Freedom8 Mesoamerica




   

Caracol
, means "conch shell" or "snail" and comes from the long winding access road which twists and turns much like the spirals on the shell of a snail. Caracol was not the Mayan name for the site. The original name is still unknown, though the hieroglyph for the site is prominently displayed on many monuments. Caracol is located in the Cayo district. It can be very difficult to reach Caracol during the rainy season. The total drive time from the Western Highway is up to 3 hours. It's about a 45 minute drive to Caracol from the Augustine headquarters located in the Mountain Pine Ridge.

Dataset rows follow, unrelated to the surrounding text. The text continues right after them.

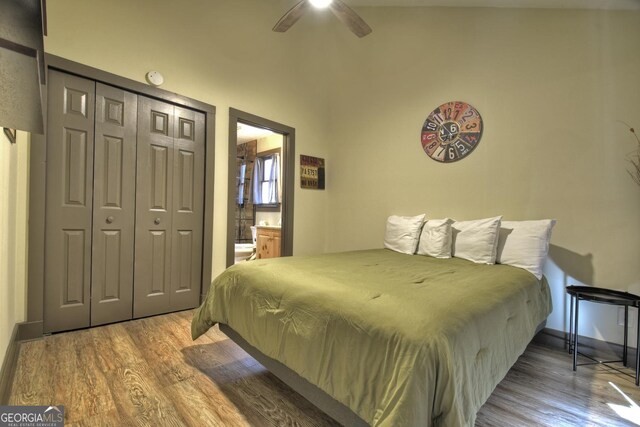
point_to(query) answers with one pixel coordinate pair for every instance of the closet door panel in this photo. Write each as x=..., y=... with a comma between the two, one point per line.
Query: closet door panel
x=188, y=208
x=70, y=134
x=113, y=205
x=154, y=178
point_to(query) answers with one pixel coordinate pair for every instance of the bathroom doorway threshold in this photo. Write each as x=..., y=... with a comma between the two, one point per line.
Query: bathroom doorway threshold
x=288, y=133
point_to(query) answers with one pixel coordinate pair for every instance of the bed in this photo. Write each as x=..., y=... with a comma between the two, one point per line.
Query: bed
x=396, y=339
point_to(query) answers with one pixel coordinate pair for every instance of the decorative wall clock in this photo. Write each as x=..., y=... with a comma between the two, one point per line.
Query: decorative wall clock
x=451, y=132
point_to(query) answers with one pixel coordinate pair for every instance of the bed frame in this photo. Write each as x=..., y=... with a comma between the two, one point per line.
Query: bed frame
x=327, y=404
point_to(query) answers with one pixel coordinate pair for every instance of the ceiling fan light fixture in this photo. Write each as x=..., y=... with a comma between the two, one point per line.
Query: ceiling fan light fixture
x=321, y=4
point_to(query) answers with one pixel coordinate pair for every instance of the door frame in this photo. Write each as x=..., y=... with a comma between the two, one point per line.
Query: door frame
x=288, y=176
x=33, y=327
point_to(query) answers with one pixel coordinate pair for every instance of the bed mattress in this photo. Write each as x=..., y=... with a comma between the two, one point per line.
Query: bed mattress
x=402, y=340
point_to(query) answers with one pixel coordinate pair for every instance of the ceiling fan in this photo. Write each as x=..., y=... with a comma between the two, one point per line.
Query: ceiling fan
x=343, y=12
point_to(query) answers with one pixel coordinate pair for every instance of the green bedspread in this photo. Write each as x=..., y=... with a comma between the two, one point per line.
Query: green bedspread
x=401, y=340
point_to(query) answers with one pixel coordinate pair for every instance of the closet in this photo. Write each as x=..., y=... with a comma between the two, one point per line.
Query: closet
x=124, y=205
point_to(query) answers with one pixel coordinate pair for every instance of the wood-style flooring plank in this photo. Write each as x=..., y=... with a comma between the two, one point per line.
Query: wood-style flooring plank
x=148, y=372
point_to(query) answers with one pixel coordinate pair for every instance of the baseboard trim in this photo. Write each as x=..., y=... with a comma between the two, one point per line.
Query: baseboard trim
x=594, y=347
x=30, y=330
x=9, y=367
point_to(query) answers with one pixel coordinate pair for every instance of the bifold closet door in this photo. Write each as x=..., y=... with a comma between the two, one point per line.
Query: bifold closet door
x=113, y=205
x=169, y=208
x=188, y=209
x=70, y=106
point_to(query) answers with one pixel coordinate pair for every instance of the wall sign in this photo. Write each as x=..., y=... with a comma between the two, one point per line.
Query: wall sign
x=451, y=132
x=311, y=172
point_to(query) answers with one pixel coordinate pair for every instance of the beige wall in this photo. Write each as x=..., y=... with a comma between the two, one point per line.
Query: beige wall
x=551, y=86
x=14, y=163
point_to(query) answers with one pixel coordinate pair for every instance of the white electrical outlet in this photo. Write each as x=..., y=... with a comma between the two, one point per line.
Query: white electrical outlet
x=632, y=317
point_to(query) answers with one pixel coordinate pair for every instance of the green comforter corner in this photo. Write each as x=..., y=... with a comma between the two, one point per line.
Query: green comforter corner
x=402, y=340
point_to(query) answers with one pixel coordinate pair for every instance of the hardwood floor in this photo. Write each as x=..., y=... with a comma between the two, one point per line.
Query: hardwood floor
x=149, y=372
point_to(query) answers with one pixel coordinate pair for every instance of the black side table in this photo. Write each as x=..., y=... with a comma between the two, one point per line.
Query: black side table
x=602, y=296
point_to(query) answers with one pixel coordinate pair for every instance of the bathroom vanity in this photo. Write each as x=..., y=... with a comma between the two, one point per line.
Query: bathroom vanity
x=268, y=241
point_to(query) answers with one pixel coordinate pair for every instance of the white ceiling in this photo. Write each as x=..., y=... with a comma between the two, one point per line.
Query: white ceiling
x=542, y=4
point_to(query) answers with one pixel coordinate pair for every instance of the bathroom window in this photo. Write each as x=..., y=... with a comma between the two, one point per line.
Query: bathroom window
x=266, y=180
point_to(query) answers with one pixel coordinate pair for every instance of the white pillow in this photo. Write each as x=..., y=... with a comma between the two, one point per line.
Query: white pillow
x=402, y=233
x=435, y=239
x=476, y=240
x=525, y=244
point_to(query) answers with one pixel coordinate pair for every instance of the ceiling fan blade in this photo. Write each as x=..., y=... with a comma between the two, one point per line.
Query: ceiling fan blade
x=292, y=16
x=351, y=19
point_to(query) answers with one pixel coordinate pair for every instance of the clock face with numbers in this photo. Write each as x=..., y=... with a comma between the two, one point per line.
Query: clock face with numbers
x=451, y=132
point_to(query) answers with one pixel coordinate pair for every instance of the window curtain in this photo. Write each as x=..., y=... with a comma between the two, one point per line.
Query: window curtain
x=266, y=183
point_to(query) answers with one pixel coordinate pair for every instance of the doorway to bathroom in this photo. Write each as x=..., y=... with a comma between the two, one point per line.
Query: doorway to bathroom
x=261, y=186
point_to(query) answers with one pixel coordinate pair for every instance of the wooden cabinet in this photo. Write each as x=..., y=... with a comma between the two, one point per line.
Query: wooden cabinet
x=268, y=242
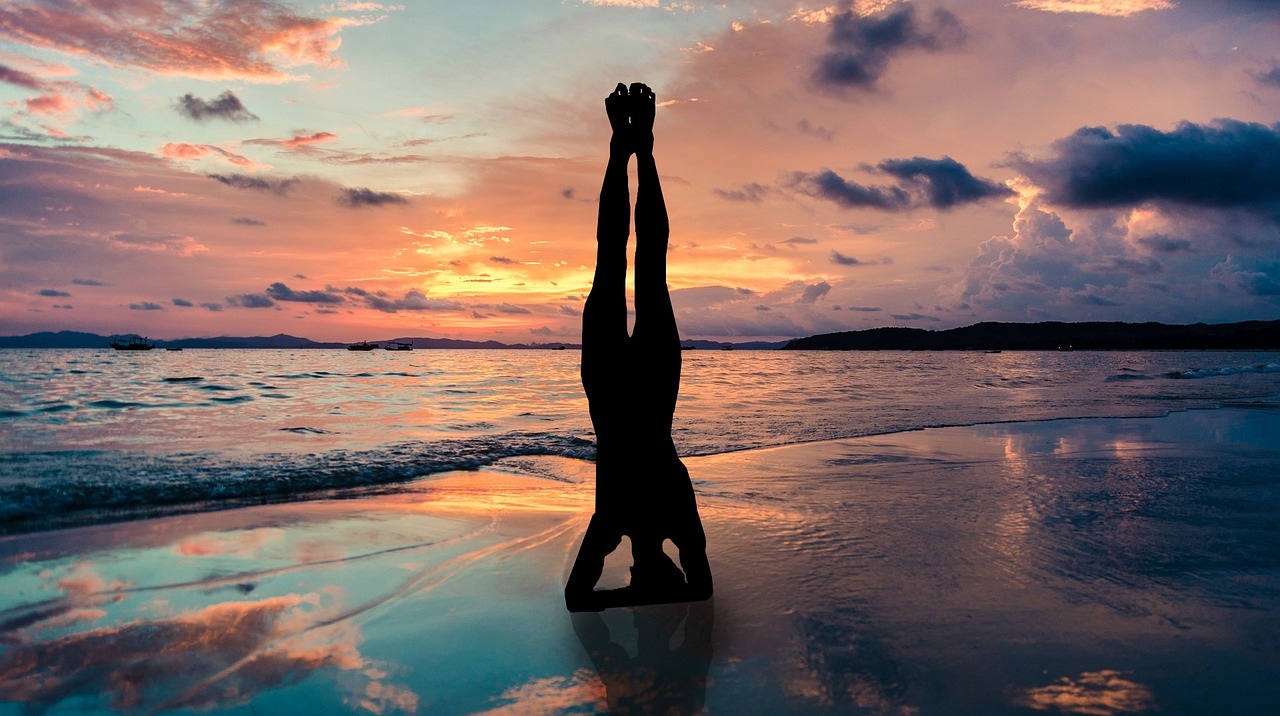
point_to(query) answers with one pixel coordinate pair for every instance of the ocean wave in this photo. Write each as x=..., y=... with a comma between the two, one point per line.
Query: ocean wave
x=44, y=489
x=1219, y=372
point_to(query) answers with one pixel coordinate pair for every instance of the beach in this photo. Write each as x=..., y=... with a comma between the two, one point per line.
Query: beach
x=1120, y=565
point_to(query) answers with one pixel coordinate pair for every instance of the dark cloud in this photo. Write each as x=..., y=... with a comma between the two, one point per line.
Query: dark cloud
x=860, y=48
x=913, y=317
x=945, y=182
x=813, y=292
x=850, y=195
x=280, y=292
x=1224, y=164
x=940, y=183
x=412, y=301
x=256, y=183
x=250, y=301
x=837, y=258
x=364, y=197
x=1162, y=244
x=752, y=192
x=223, y=106
x=19, y=78
x=1253, y=277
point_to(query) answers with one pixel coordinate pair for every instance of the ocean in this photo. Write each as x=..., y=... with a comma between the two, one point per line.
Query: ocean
x=97, y=436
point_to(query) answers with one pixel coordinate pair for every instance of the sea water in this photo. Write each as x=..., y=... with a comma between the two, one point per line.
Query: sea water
x=91, y=434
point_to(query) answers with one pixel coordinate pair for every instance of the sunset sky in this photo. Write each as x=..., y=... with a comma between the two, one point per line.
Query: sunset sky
x=360, y=170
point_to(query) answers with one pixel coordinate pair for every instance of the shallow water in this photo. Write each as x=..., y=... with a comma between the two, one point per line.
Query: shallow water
x=1078, y=566
x=88, y=434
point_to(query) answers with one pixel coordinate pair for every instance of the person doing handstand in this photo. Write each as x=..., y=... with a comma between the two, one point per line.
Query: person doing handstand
x=641, y=488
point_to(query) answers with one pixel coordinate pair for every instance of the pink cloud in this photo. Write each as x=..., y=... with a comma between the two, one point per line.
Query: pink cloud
x=182, y=150
x=250, y=40
x=302, y=140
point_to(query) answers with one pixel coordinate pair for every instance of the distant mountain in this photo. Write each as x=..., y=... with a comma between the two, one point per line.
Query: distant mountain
x=746, y=346
x=76, y=340
x=1047, y=336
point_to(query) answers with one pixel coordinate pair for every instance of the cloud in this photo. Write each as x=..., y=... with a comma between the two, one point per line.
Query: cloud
x=300, y=140
x=181, y=150
x=223, y=106
x=840, y=259
x=412, y=301
x=1271, y=77
x=19, y=78
x=813, y=292
x=938, y=183
x=1253, y=277
x=945, y=182
x=1111, y=8
x=850, y=195
x=247, y=301
x=1224, y=164
x=364, y=197
x=256, y=183
x=862, y=46
x=752, y=192
x=280, y=292
x=251, y=40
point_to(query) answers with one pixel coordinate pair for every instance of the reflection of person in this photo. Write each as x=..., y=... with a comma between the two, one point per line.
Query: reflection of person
x=641, y=488
x=659, y=679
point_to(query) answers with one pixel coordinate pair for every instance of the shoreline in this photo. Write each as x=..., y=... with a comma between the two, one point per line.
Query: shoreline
x=993, y=569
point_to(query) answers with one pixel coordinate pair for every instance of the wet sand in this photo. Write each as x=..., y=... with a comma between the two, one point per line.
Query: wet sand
x=1072, y=566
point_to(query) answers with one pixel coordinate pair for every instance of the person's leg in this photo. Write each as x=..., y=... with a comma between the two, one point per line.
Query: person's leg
x=656, y=341
x=604, y=315
x=604, y=345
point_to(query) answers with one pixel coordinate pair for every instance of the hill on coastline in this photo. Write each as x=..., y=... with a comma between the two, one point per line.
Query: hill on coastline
x=78, y=340
x=1048, y=336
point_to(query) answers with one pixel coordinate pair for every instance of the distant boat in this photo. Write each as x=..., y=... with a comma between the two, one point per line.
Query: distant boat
x=132, y=343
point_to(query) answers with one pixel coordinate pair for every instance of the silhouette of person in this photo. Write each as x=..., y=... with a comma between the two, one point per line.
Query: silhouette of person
x=641, y=488
x=659, y=679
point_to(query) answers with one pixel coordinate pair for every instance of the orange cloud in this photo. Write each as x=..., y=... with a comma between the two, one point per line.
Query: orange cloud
x=251, y=40
x=302, y=140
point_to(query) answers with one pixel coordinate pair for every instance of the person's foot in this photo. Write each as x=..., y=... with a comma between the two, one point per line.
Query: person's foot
x=618, y=109
x=643, y=106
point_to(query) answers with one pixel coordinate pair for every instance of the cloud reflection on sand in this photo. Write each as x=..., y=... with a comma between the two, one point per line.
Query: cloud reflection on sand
x=216, y=656
x=1093, y=693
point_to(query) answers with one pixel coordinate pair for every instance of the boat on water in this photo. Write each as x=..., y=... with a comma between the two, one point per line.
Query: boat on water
x=132, y=343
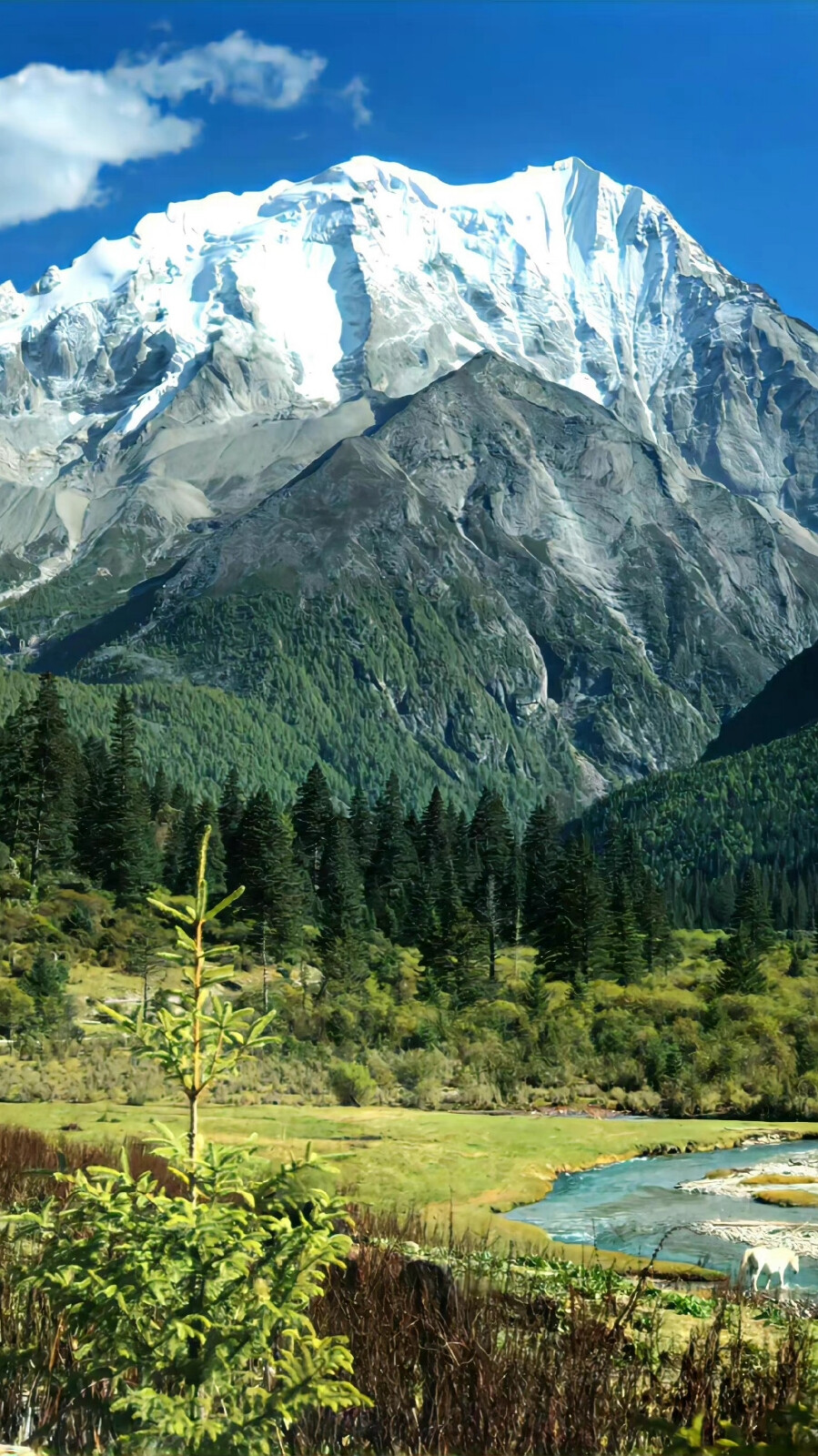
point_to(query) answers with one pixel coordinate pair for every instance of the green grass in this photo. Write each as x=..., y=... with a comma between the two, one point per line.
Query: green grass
x=460, y=1165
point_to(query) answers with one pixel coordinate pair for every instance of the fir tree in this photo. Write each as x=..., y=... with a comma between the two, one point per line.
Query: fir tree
x=90, y=815
x=363, y=829
x=274, y=888
x=540, y=866
x=571, y=941
x=494, y=892
x=393, y=866
x=623, y=943
x=159, y=794
x=742, y=972
x=752, y=912
x=230, y=812
x=48, y=807
x=312, y=820
x=126, y=829
x=342, y=915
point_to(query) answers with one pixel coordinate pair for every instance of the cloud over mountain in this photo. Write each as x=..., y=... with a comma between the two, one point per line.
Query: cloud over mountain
x=58, y=128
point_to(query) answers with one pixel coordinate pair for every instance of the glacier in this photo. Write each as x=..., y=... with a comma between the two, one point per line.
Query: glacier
x=181, y=375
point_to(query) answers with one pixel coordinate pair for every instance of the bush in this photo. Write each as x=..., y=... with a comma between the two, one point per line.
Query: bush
x=352, y=1085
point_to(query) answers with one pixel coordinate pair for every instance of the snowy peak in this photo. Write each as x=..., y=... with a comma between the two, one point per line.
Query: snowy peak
x=187, y=370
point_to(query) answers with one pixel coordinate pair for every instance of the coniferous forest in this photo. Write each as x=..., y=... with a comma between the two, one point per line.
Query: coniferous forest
x=414, y=953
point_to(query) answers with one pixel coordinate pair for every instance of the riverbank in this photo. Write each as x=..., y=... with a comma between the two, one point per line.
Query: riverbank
x=469, y=1169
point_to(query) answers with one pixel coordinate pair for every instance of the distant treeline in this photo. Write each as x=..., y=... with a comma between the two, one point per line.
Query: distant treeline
x=456, y=887
x=702, y=827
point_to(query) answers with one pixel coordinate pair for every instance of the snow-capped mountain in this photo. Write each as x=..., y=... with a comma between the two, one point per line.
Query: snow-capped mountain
x=182, y=373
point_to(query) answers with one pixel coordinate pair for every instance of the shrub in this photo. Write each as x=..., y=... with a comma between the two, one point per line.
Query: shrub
x=352, y=1084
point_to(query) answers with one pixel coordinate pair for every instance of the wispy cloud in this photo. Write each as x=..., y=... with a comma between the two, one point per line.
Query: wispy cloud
x=356, y=94
x=58, y=128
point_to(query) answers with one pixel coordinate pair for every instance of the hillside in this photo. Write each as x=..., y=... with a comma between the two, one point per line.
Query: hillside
x=444, y=490
x=501, y=581
x=788, y=703
x=702, y=826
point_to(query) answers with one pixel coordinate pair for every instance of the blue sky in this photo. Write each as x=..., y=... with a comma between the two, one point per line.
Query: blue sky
x=712, y=106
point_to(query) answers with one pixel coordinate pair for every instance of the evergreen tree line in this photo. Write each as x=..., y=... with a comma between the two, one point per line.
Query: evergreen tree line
x=456, y=887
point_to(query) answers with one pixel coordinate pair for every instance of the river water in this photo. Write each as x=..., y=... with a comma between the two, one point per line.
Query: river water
x=636, y=1206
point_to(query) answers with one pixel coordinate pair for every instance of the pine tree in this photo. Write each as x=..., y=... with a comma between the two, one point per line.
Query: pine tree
x=207, y=814
x=92, y=808
x=312, y=820
x=14, y=778
x=342, y=914
x=494, y=892
x=393, y=866
x=230, y=812
x=159, y=794
x=742, y=972
x=45, y=983
x=752, y=912
x=571, y=941
x=363, y=829
x=274, y=887
x=51, y=771
x=126, y=832
x=540, y=866
x=623, y=943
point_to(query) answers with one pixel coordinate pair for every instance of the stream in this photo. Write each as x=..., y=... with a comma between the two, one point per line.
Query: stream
x=636, y=1206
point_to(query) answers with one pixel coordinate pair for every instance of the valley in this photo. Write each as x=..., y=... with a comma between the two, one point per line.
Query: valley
x=425, y=580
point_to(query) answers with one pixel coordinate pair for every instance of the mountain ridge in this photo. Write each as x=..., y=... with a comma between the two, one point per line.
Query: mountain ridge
x=501, y=570
x=131, y=382
x=378, y=402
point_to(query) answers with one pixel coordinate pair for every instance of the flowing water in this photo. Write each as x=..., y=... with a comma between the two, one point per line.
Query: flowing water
x=638, y=1208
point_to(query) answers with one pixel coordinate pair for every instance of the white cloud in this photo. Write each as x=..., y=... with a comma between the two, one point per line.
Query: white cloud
x=356, y=94
x=58, y=128
x=237, y=69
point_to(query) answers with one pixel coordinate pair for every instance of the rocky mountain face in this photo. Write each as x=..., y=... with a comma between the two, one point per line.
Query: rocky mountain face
x=512, y=470
x=786, y=703
x=501, y=571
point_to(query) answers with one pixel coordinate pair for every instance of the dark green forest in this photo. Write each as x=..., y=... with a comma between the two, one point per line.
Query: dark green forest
x=698, y=830
x=424, y=954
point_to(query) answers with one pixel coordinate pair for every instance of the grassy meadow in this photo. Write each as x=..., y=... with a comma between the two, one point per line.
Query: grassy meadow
x=470, y=1167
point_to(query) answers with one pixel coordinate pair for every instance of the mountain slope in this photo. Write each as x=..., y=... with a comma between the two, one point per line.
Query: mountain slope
x=179, y=375
x=785, y=705
x=501, y=577
x=702, y=826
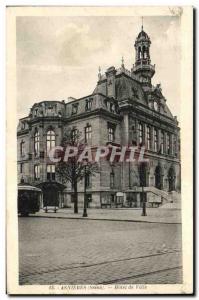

"Discovered" in the 1930's and "rediscovered" in the 1950's, Caracol was known to be an important ceremonial center of the Maya. But due to its difficult accessibility it remained alone in jungle until 1985. It is one of the largest sites in all the Mayan World, the largest in Belize and is special for many reasons. The size of its center, the large architectural constructions, the vast array of monuments and the incredible beauty of the site. The center of the site has about 20 major plazas surrounded by temples, the largest of which is known as Caana (meaning "room with a view" in Mayan) which rises 145 feet above the forest floor making it the tallest Mayan structure in all of Belize. From the top of Caana, you can see miles of surrounding forest and temples.
The central part of the ruins contains a vast array of sacbe's that wind their way throughout the site.
Another great find at Caracol is the discovery of an elaborately carved ball-court marker from the Early Classic Period. The markings on this ball court marker proclaims a military victory over Tikal or possibly refers to the capture of an important person. A victory over the all powerful Tikal puts Caracol way up on the list of important sites.
Caracol was at its peak during the Classic Period (600 - 900AD)and is thought to have declined somewhere around 900 A.D. Due to the size of Caracol and its obvious importance to the culture as a whole, archeologists believe that Caracol has the potential for answering many questions about the Maya.